Andrew Cuomo. (Photo: Getty)

Andrew Cuomo. (Photo: Getty)

The state budget deal finalized late last night paves the way for the dissolution of the anti-corruption Moreland Commission, Gov. Andrew Cuomo said today.

“If this package is adopted, then I would end the Moreland Commission,” the governor told reporters in a conference call this afternoon spelling out details of the budget deal, which includes new anti-bribery measures and a limited test of a publicly-funded campaign financing system.

Mr. Cuomo created the Moreland Commission in July of 2013, arguing that the string of corruption scandals plaguing the state legislature justified the special commission empowered to pursue official misconduct and recommend changes to state laws.

The commission, which has delved into lawmakers’ campaign fund-raising and outside employment, proved unpopular among some Albany lawmakers, including Assembly Speaker Shelly Silver, who last month accused it of being a “fishing expedition” meant to intimidate legislators.

Last night’s deal, which must still be passed by an April 1 deadline, increasing penalties for bribery and establishes an independent enforcement officer at the state’s Board of Elections, who would have an enforcement staff and serve as a tie-breaking fifth vote on a board that is currently comprised by two Democrats and two Republicans, “resulting in gridlock,” the governor said.

It would also create a “demonstration program” for publicly financing elections, similar to the system in place in the city, using the 2014 state comptroller’s race.

The set of proposals is far less ambitious than what the governor first proposed, but nonetheless, he said, satisfies the conditions he set when he first created the commission to delve into lawmakers’ activity.
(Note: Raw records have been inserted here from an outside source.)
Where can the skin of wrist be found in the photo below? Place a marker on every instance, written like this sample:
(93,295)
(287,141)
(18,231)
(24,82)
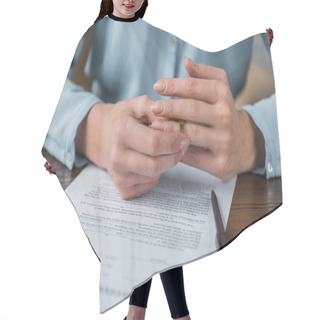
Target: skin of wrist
(253,154)
(88,138)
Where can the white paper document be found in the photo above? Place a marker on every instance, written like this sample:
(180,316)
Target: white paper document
(169,226)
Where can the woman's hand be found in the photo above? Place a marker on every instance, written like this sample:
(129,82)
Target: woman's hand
(224,141)
(116,137)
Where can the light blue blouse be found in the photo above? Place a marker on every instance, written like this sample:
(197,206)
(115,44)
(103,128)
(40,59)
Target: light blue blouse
(126,59)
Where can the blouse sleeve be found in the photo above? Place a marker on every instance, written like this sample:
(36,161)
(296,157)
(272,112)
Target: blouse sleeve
(73,106)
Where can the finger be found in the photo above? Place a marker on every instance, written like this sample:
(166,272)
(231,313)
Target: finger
(203,71)
(129,179)
(198,135)
(137,190)
(206,160)
(140,107)
(186,109)
(154,143)
(198,89)
(149,166)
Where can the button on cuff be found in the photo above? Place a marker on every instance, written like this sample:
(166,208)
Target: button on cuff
(270,167)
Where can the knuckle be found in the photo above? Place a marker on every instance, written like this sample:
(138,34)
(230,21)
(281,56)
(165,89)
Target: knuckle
(192,130)
(202,68)
(189,85)
(223,90)
(152,167)
(167,107)
(145,99)
(193,110)
(153,143)
(169,86)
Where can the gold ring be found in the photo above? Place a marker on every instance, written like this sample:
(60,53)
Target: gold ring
(181,123)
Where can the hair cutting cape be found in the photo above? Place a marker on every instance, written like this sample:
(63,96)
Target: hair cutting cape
(190,214)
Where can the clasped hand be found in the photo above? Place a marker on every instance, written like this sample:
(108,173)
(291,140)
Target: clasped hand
(222,138)
(117,137)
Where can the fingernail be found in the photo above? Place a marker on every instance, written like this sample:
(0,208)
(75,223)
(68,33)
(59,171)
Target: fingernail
(157,125)
(160,86)
(157,108)
(184,144)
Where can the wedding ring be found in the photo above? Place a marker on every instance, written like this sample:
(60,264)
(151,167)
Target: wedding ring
(181,123)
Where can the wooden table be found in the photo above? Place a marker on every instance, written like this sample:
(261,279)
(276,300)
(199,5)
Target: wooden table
(254,197)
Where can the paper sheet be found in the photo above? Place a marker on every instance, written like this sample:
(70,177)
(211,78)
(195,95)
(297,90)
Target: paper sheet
(170,225)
“I proposed an ethics reforms package last year, changes to the bribery law, independent enforcement of the board of elections, etc. … I asked the legislature to pass it. I said if we didn’t come to a satisfactory conclusion then I would appoint the Moreland Commission,” he said. “We didn’t come to a satisfactory conclusion. I appointed a Moreland Commission. I said after that, if we came to a satisfactory conclusion on a public trust package that I would end the Moreland because I was more interested in system reform. And that’s what this package is.”

Manhattan District Attorney Cyrus Vance also praised the changes.

“The inclusion of anti-corruption legislation in this year’s budget is a win,” he said in a statement. “This strengthens our public corruption laws by increasing penalties for bribery offenses, and by enhancing the ability of prosecutors to root out corruption by beefing up our ability to prosecute attempts to bribe public officials.”